Page MenuHomePhabricator

Some language codes for sitelinks are capitalised differently from labels
Open, MediumPublicBUG REPORT

Description

For labels, the codes crh-latn and nds-nl are lowercase (see this query). For sitelinks, they are written crh-Latn and nds-NL (see this query).

Since language codes are case insensitive, they are both valid and equivalent, but I think we should be consistent, because that's what most users will expect (e.g. not one of the example queries use lcase() or ucase() when using lang() or schema:inLanguage - people just assume that a language code will always be capitalised the same way) and being inconsistent leads to unexpected behaviour (unexpected results when comparing labels with sitelinks is how I discovered that the capitalisation differs). I think only crh-latn and nds-nl are affected for sitelinks, so far less data would be affected by lowercasing those compared to changing the case used for labels/descriptions/aliases.


Review June 21, 2021: suggested update to Wikibase.default.php#199 (canonicalLanguageCodes) (currently, there is "crh-Latn"):

		'crh'      => 'crh-latn',
		'nds-NL'      => 'nds-nl',

Event Timeline

Restricted Application added a subscriber: Aklapper. · View Herald Transcript

Generally, these are two different language codes - one from label, another from site, which is probably takes from wiki configuration, so they are just what the data says. However, we do normalize the language for sitelinks:

$lang = $this->vocabulary->getCanonicalLanguageCode( $site->getLanguageCode() );

but not for terms (labels, descriptions, etc.). Maybe we should start doing that too? I'm not sure what is the accepted practice for those is.

The standard is quite clear on the recommended formatting, and also that language codes are case insensitive.

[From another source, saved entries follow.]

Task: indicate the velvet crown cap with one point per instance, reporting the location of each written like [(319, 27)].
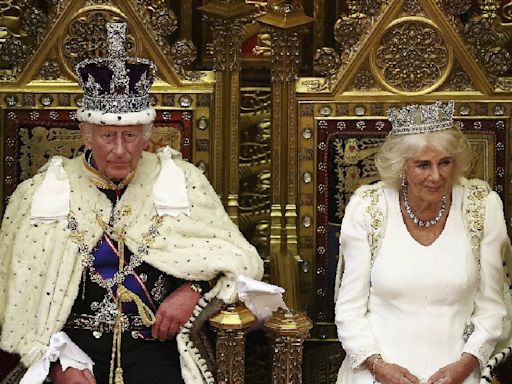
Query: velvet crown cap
[(116, 88)]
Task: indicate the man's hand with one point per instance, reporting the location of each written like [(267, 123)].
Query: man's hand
[(71, 375), (386, 373), (455, 373), (174, 312)]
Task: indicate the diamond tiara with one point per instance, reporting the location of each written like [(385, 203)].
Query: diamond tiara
[(116, 88), (414, 118)]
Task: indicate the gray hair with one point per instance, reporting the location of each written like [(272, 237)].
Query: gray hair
[(87, 128), (397, 149)]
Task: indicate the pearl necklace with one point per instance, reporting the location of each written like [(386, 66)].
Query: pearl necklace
[(422, 223)]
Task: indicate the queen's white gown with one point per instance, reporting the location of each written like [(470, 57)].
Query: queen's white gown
[(415, 303)]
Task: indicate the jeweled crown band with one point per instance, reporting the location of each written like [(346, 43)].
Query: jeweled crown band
[(414, 119)]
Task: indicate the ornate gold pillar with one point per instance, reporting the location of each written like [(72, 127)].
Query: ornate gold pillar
[(231, 326), (285, 22), (227, 19), (287, 330)]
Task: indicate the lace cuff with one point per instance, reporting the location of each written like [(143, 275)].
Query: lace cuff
[(358, 357), (481, 351), (61, 348)]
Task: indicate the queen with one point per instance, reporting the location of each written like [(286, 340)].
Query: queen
[(421, 298)]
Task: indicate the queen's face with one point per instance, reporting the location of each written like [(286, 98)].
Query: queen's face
[(429, 175), (116, 150)]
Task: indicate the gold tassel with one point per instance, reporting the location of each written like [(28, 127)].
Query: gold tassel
[(124, 295), (145, 313), (119, 376)]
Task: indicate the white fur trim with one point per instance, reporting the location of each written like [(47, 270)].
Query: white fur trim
[(170, 188), (132, 118), (61, 348), (51, 200)]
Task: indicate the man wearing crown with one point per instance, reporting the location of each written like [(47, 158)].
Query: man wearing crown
[(110, 261)]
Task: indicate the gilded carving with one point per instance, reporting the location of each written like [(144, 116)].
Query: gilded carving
[(327, 62), (255, 176), (457, 7), (459, 80), (354, 166), (347, 32), (364, 80), (230, 353), (285, 7), (412, 7), (35, 22), (39, 144), (50, 70), (184, 53), (286, 56), (227, 38), (412, 57)]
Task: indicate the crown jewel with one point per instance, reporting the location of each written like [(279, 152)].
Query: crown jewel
[(415, 118), (116, 88)]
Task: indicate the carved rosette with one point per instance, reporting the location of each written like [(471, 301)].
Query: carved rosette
[(286, 55), (412, 58)]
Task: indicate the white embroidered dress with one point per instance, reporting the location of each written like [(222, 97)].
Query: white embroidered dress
[(413, 304)]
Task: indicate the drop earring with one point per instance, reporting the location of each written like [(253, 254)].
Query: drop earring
[(403, 181)]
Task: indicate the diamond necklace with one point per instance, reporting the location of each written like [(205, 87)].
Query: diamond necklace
[(424, 223)]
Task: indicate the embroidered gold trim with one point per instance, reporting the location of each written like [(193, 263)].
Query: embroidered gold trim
[(376, 230)]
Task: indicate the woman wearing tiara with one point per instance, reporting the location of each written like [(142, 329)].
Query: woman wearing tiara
[(421, 298)]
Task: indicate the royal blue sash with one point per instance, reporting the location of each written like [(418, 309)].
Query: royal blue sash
[(106, 263)]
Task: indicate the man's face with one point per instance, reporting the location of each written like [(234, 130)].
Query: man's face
[(116, 150)]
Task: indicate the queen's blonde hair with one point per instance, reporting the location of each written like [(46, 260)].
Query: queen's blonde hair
[(397, 149)]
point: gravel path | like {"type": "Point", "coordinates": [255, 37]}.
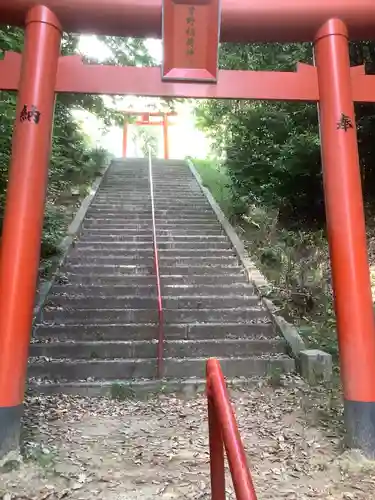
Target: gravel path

Internally MediaWiki uses lowercase language codes, and unfortunately those are exposed in user visible places such as when used as subpage for mediawiki namespace messages or translatable pages. This makes it hard to reach consistency.

For example when Babel categories were changed to the recommended formatting, it wasn't without controversy.

Smalyshev triaged this task as Medium priority.Dec 21 2017, 2:12 AM
Smalyshev added a project: I18n.

Can we fix the capitalization on schema:inLanguage ? These should be lowercase as everything else. Where are these defined?

Esc3300 set Due Date to Jun 28 2021, 12:00 AM.Jun 21 2021, 10:09 AM
Esc3300 updated the task description. (Show Details)
Esc3300 added a subscriber: Lucas_Werkmeister_WMDE.

@Lucas_Werkmeister_WMDE are there some aspects you think are still missing? Or alternate solutions?

@Esc3300: Hi, I ask you again not to set Due Dates for no reason, plus not to move things on workboards but ask if things are unclear. Thanks.

@Aklapper The due date would have been for the (trivial) patch.

Apparently some things are still unclear after four years, accordingly I moved it to "needs discussion or investigation".

Maybe Lucas has some input on what's missing. @Lydia_Pintscher would you like to add something too?

@Esc3300: Patches themselves have no due dates - you (or someone else) write them when you have time, or you don't. Please avoid setting random Due Dates. Thanks.

@Aklapper following T284276 we try to have them available within a week. (A patch here being one or two added or changed lines in a configuration list)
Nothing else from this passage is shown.